🤖 AI Summary
To address the challenges of poor compatibility between homomorphic encryption (HE) and large language model (LLM) architectures, as well as excessive computational overhead in private LLM inference, this paper proposes a non-interactive, efficient, and secure inference framework. Our approach integrates CKKS HE with the BitNet binary architecture—enabling zero-shot, retraining-free deployment for the first time. To overcome numerical instability and high HE costs associated with Softmax, we replace it with an HE-friendly Sigmoid-based attention mechanism. Furthermore, we embed bootstrapping into RMSNorm, reducing its invocation frequency to just 1%. Experiments demonstrate that our method achieves an 8× speedup in encrypted matrix multiplication and a 2.6× acceleration in attention computation over state-of-the-art baselines. This significantly improves CPU-based private LLM inference efficiency, offering a practical pathway toward scalable, privacy-preserving LLM deployment.
📝 Abstract
Secure inference enables privacy-preserving machine learning by leveraging cryptographic protocols that support computations on sensitive user data without exposing it.
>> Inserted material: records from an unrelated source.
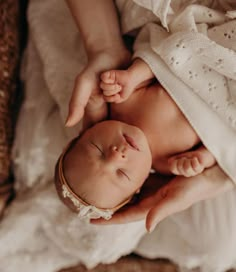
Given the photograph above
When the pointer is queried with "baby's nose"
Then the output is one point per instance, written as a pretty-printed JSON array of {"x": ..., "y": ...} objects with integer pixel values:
[{"x": 118, "y": 152}]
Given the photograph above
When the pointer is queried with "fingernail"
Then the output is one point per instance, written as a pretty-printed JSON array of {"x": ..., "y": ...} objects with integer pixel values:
[
  {"x": 67, "y": 122},
  {"x": 151, "y": 228}
]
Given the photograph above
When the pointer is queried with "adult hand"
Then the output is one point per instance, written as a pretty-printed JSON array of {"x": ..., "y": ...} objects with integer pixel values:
[
  {"x": 176, "y": 195},
  {"x": 87, "y": 98}
]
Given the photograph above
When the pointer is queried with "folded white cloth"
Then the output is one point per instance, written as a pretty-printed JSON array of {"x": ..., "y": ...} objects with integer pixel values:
[{"x": 38, "y": 233}]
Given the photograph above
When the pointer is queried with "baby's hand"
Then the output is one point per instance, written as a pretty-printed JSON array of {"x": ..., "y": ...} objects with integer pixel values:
[
  {"x": 116, "y": 85},
  {"x": 187, "y": 164}
]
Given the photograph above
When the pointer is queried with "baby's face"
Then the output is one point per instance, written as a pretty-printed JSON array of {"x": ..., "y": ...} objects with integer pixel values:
[{"x": 108, "y": 164}]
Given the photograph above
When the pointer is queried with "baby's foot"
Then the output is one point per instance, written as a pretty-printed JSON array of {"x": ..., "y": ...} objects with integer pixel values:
[
  {"x": 117, "y": 85},
  {"x": 189, "y": 164}
]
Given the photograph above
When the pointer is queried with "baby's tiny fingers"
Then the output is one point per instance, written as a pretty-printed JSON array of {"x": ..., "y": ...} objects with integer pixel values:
[
  {"x": 196, "y": 165},
  {"x": 110, "y": 89},
  {"x": 185, "y": 168},
  {"x": 109, "y": 77}
]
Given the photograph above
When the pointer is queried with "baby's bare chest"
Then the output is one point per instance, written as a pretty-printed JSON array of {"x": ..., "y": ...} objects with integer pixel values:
[{"x": 167, "y": 130}]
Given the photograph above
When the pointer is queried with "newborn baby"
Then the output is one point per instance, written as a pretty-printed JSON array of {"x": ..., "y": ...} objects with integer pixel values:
[{"x": 104, "y": 167}]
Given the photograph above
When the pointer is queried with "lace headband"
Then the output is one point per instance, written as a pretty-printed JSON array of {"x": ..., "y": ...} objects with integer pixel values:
[{"x": 85, "y": 210}]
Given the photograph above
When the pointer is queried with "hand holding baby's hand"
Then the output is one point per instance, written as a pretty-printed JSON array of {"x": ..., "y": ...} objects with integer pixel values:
[{"x": 116, "y": 85}]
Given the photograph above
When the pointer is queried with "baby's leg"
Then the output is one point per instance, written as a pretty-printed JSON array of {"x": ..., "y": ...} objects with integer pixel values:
[
  {"x": 118, "y": 85},
  {"x": 191, "y": 163}
]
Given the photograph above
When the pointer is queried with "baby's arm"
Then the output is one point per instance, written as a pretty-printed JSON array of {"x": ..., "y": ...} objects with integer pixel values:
[
  {"x": 191, "y": 163},
  {"x": 118, "y": 85}
]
However, integrating cryptographic protocols with large language models (LLMs) presents significant challenges, as the inherent complexity of these protocols, together with LLMs' massive parameter scale and sophisticated architectures, severely limits practical usability. In this work, we propose ENSI, a novel non-interactive secure inference framework for LLMs, based on the principle of co-designing the cryptographic protocols and LLM architecture. ENSI employs an optimized encoding strategy that seamlessly integrates CKKS scheme with a lightweight LLM variant, BitNet, significantly reducing the computational complexity of encrypted matrix multiplications. In response to the prohibitive computational demands of softmax under homomorphic encryption (HE), we pioneer the integration of the sigmoid attention mechanism with HE as a seamless, retraining-free alternative. Furthermore, by embedding the Bootstrapping operation within the RMSNorm process, we efficiently refresh ciphertexts while markedly decreasing the frequency of costly bootstrapping invocations. Experimental evaluations demonstrate that ENSI achieves approximately an 8x acceleration in matrix multiplications and a 2.6x speedup in softmax inference on CPU compared to state-of-the-art method, with the proportion of bootstrapping is reduced to just 1%.